To answer it, we break the system into five layers: Foundations → Training → Models → Inference → Applications
This is not a taxonomy. It is a way of seeing. You can start with the Transformer and follow the path all the way to agent systems. Or you can start with an application problem and reason backward toward the training and model choices underneath it. Once the links between these layers become clear, AI engineering stops looking like a pile of jargon and starts looking like a system you can actually understand.
Two Writing Principles
This book follows two simple rules.
1. Questions Matter More Than Answers
When models can generate answers easily, the scarce thing is the question. A good question is often worth more than a complicated answer. We care more about:
- Why does KV cache reduce complexity?
- Why does LoRA work?
- Why can RAG sometimes make a system worse?
- Why does an agent sometimes get dumber the more you use it?
These questions are the entry points to understanding the system.
2. Diagrams Matter More Than Text
When text can be generated without limit, text itself is no longer evidence. Structure is.
A good diagram is often closer to the truth than a page of prose. Because it exposes the constraints, paths, and tradeoffs of a system, rather than just describing its surface.
That is why this book contains so many structural diagrams. They are not decoration. They are part of the reasoning.

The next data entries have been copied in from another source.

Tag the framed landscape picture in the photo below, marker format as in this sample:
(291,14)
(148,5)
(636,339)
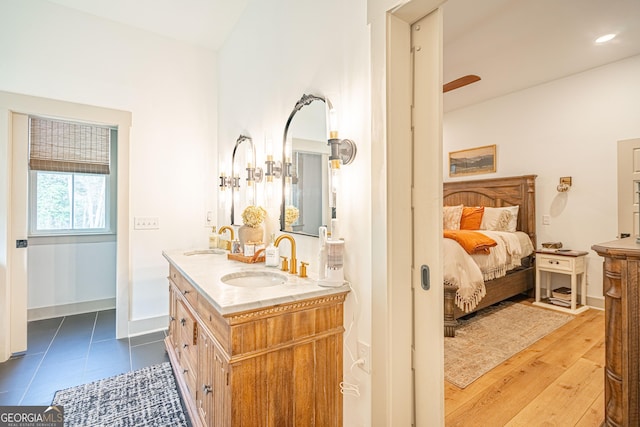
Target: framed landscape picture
(472,161)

Why There Are Interview Questions
There is a very common illusion:
“I already understand this.”
Then someone asks:
“Then explain why.”
And the understanding collapses.
So this book includes a large number of questions drawn from real AI engineering interviews. Not for the sake of testing. But so you can check one thing:
Do you actually understand it, or do you just recognize the vocabulary?
When you can answer these questions clearly, then you truly understand the system.
How to Read This Book
This is not a book you have to read from front to back.
You can:
- start from the foundations and build a complete mental model
- start from applications and reason backward to the system underneath
- or jump straight to the layer you are building now
If you are building an agent system, Chapter 7 will probably help you more than Chapter 1. But when the system breaks, you will eventually come back to the earlier chapters. The purpose of this book is not to give you answers. It is to make sure that when you face a complex system, you know what questions to ask.
Contents
Part I: Foundations of Large Language Model Systems
Part II: Large Language Model Training
Part III: Model Architecture
Part IV: Inference Systems
Part V: AI Applications
Appendix
Closing
Thank you for reading.
The point of understanding AI is not merely to keep up. It is to catch the wave before it knocks you off your feet.
I hope that when the next wave comes, you are not standing outside watching it. I hope you are already in it, building something real.